Davidson and Triangulation

The metaphor of triangulation appears first in Three Varieties of Knowledge in Davidson’s discussion of radical interpretation. Interpretation must adopt a compositional approach in the determination of meaning. That is, it must recognise the interconnectedness of attitudes and behaviour; in turn attributes and behaviours are constrained by normative principles of rationality.

The holistic consideration is married with an externalist position in which attitudinal content determined by the interconnectedness of attitudes and behaviour is seen in the light of its dependence on causal connections between attitudes and objects in the world. Attitudes can only be attributed and attitudinal content determined through a triangular structure.
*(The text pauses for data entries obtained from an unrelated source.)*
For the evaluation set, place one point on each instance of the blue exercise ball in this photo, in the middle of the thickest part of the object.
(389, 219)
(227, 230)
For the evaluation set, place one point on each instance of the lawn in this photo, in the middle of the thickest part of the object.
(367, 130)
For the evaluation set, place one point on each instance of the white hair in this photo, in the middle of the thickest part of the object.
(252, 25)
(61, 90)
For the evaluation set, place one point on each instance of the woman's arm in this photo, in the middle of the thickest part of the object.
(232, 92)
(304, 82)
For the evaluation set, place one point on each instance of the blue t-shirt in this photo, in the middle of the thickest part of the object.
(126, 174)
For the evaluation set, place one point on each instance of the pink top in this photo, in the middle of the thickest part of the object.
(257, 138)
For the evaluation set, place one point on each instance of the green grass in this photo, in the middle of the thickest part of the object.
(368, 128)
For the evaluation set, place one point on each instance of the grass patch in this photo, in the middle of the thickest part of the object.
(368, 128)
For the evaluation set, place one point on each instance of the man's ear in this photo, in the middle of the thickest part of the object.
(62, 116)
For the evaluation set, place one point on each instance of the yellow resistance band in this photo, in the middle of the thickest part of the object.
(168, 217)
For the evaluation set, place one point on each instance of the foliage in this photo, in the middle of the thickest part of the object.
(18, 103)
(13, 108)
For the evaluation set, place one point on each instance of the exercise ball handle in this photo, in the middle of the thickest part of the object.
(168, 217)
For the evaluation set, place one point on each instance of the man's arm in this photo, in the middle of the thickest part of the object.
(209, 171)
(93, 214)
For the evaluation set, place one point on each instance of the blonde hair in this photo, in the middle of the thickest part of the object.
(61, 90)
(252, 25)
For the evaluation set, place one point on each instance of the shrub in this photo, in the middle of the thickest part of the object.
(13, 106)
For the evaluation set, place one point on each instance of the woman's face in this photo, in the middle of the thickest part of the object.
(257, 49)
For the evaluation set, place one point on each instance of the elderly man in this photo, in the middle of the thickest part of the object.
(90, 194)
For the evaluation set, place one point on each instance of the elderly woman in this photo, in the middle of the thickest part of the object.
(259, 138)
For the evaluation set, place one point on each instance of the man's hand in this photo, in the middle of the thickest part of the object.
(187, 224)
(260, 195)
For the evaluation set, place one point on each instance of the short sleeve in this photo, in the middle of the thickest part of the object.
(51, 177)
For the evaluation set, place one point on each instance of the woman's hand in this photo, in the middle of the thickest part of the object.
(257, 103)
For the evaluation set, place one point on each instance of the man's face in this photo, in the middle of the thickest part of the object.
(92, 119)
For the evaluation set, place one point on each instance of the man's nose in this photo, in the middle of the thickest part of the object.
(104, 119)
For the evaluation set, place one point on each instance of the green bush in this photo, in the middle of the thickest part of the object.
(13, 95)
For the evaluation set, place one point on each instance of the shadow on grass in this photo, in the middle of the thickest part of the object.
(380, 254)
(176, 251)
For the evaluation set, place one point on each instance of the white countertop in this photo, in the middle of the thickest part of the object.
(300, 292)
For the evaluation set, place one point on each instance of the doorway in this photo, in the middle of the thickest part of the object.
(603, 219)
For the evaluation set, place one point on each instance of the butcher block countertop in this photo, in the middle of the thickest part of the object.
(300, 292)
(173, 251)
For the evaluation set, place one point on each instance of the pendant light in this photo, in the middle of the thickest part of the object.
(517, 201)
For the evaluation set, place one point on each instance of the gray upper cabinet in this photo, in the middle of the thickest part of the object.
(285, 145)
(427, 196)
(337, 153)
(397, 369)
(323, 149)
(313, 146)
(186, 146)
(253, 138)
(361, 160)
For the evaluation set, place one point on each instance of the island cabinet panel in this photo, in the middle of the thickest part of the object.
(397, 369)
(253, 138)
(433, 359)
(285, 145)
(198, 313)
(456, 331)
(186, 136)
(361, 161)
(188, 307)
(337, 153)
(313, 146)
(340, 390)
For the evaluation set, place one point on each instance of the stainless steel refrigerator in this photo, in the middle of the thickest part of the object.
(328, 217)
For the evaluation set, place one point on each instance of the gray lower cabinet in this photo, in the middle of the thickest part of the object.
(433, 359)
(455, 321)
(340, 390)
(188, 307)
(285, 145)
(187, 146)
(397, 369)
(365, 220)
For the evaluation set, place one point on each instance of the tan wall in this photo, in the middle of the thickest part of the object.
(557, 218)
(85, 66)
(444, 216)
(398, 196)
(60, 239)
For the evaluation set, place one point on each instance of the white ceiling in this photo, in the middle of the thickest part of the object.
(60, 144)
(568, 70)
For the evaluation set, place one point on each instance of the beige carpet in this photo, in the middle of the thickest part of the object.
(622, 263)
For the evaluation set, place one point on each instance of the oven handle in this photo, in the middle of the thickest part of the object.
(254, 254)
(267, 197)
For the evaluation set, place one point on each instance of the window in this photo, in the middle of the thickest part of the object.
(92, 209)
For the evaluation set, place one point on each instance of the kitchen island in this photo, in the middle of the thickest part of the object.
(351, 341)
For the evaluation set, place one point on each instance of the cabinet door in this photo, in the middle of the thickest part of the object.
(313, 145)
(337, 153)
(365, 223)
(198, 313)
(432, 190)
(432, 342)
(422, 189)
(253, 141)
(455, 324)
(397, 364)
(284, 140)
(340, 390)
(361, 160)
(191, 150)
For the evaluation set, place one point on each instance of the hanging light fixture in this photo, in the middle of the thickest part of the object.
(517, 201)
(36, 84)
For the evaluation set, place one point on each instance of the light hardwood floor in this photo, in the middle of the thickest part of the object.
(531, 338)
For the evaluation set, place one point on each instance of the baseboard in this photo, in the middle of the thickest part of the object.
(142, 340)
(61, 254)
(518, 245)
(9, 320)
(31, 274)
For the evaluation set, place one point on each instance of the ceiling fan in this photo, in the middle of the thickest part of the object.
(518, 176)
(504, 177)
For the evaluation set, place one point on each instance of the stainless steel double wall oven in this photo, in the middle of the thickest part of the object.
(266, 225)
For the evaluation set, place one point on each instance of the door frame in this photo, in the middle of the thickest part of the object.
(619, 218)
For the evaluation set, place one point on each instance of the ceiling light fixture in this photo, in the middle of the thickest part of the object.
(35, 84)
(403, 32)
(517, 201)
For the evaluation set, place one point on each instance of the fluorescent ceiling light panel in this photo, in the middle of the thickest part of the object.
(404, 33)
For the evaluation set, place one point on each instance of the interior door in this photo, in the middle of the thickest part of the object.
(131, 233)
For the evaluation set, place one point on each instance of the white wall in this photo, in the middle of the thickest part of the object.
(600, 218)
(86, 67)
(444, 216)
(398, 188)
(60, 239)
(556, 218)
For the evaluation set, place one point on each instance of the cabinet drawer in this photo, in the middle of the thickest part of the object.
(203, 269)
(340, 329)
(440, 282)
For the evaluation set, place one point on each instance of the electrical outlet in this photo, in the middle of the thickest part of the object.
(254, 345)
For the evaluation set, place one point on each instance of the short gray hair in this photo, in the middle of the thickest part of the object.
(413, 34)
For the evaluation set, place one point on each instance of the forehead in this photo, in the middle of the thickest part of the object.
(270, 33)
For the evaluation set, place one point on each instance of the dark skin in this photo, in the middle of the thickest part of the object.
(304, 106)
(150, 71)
The triangle is based on the connection between two creatures, and a creature and her connection to a set of common objects in the world.
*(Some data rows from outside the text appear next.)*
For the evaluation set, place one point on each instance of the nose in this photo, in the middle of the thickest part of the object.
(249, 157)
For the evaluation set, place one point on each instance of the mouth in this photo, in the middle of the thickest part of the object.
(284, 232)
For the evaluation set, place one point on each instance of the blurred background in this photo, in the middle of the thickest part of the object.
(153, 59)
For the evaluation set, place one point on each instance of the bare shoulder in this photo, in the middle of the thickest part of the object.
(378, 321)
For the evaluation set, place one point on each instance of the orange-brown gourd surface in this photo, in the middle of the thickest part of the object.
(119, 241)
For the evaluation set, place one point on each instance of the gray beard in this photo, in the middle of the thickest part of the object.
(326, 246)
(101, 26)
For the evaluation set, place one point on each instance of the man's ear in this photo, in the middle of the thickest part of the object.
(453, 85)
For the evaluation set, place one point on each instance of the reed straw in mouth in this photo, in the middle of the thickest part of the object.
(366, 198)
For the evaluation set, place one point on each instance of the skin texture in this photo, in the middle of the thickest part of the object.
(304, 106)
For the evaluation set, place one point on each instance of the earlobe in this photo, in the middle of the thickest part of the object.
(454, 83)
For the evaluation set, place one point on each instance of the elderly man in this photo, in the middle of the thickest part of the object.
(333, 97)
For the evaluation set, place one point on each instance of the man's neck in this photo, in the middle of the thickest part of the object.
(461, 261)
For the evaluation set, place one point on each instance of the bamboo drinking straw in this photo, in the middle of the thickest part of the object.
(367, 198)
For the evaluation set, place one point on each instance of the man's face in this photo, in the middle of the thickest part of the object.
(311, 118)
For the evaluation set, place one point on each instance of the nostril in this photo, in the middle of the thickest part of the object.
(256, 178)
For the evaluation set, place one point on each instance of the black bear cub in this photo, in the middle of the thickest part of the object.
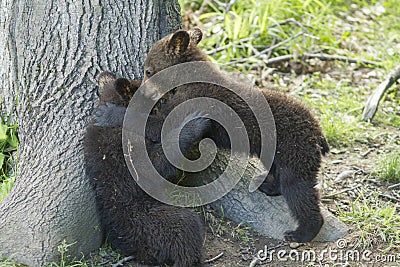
(300, 141)
(134, 222)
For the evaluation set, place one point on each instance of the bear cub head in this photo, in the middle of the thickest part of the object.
(178, 47)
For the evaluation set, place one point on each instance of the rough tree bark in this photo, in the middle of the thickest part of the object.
(51, 53)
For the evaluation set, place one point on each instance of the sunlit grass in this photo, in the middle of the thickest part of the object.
(389, 167)
(375, 224)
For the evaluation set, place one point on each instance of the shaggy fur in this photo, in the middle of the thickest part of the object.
(300, 141)
(135, 223)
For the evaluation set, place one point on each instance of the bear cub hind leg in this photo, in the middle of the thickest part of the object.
(302, 198)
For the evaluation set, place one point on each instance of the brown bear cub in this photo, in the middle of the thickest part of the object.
(134, 222)
(300, 141)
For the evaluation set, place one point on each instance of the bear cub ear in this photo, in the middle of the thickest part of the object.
(195, 35)
(179, 42)
(124, 88)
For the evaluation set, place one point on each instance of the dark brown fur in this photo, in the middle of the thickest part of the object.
(300, 141)
(135, 223)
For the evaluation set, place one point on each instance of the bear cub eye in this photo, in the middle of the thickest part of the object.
(149, 72)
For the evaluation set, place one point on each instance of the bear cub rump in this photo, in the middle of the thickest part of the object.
(134, 222)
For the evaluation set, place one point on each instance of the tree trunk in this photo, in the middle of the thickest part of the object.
(51, 53)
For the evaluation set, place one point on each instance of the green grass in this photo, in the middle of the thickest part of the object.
(248, 27)
(375, 224)
(8, 151)
(390, 168)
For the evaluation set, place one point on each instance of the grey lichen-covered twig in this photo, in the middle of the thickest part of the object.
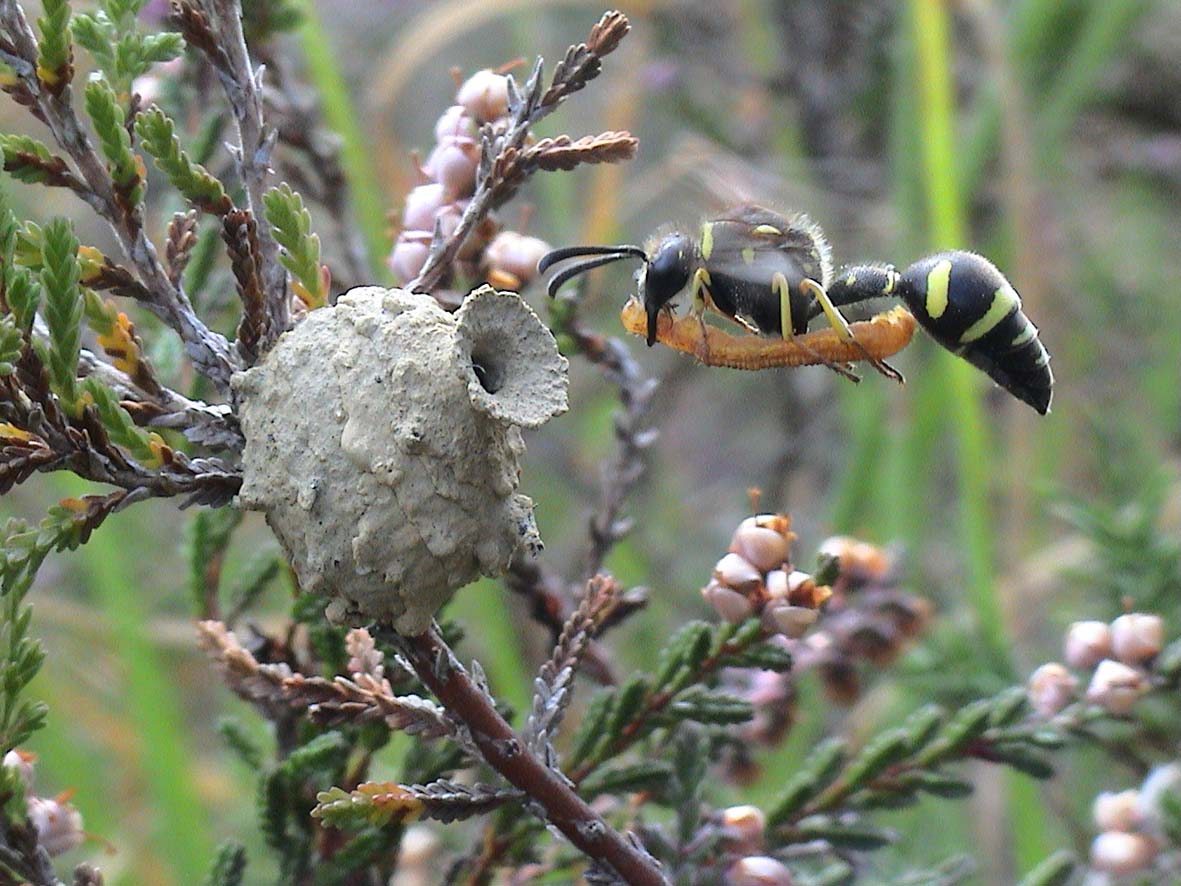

The content of attitudes is causally fixed by the objects of those attitudes; in turn, the cause of an object is reflected in the cause of those attitudes. Identifying beliefs involves a process of triangulation, whereby the position of an object is determined by taking a line from each of two already known locations to the object in question — the intersection of the lines fixes the position of the object. Similarly, the objects of propositional attitudes are fixed by looking to find objects that are the common causes, and so the common objects, of the attitudes of two or more speakers who are capable of observing and responding to one another’s behaviour.

We may think of it as a form of triangulation: each of two people is reacting differentially
to sensory stimuli streaming in from a certain direction. If we project the incoming lines
outward, their intersection is the common cause. If the two people note each others’ reactions (in the case of language, verbal reactions), each can correlate these observed reactions with his or her stimuli from the world. The common cause can now determine the
contents of an utterance and a thought. The triangle which gives content to thought and
speech is complete. But it takes two to triangulate. Two, or, of course, more. (Davidson
1991, 159)

The metaphor of triangulation is extended by Davidson to explain the interconnectedness of knowledge of oneself, of others, and of the world. It is not possible, Davidson claims, to have knowledge of oneself without having knowledge of the other two concepts of others and of the world.
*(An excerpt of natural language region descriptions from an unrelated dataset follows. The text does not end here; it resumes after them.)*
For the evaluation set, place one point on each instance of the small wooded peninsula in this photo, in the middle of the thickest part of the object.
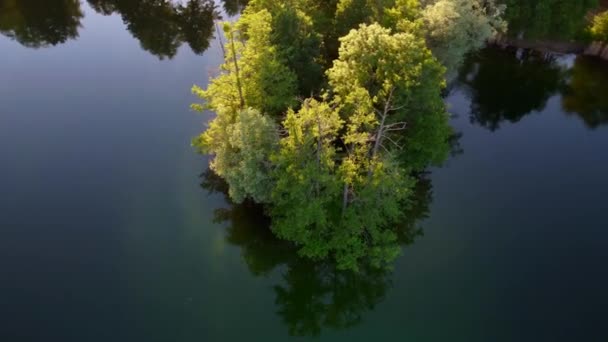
(328, 111)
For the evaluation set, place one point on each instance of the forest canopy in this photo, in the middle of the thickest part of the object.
(326, 112)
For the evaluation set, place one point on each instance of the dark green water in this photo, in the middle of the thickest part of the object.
(106, 233)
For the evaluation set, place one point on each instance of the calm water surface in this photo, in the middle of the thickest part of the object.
(112, 230)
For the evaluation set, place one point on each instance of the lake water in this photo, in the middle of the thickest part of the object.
(112, 230)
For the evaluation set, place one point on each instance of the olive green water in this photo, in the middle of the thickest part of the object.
(112, 230)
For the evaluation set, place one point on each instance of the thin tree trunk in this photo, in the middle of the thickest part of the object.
(345, 198)
(380, 133)
(236, 67)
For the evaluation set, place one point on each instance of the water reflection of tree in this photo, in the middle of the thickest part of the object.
(586, 93)
(506, 85)
(39, 23)
(313, 295)
(162, 26)
(548, 19)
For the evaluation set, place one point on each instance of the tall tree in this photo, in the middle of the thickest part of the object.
(399, 80)
(457, 27)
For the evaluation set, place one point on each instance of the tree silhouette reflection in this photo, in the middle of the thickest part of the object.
(40, 23)
(508, 84)
(163, 26)
(313, 295)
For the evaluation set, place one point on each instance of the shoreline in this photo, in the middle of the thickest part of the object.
(596, 49)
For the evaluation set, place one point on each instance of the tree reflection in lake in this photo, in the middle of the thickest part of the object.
(40, 23)
(586, 94)
(548, 19)
(506, 85)
(162, 26)
(313, 295)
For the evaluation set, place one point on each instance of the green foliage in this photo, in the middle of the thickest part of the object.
(396, 76)
(242, 145)
(599, 28)
(307, 185)
(267, 82)
(457, 27)
(295, 40)
(338, 181)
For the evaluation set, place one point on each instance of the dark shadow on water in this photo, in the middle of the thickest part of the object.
(161, 26)
(40, 23)
(312, 295)
(586, 93)
(506, 85)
Triangulation has the implication that interpreting attitudinal content must proceed in conjunction with interpreting objects, be they in the world or in language, for otherwise we would not understand the cause of the belief in question. In the case of language, this takes the form of interpreting linguistic utterances or sounds. Thus, if we cannot understand an utterance we are unable to attribute attitudinal content. For Davidson, this means that non linguistic animals are incapable of thought, since thought is the possession of precisely that attitudinal content disclosed by a linguistic utterance.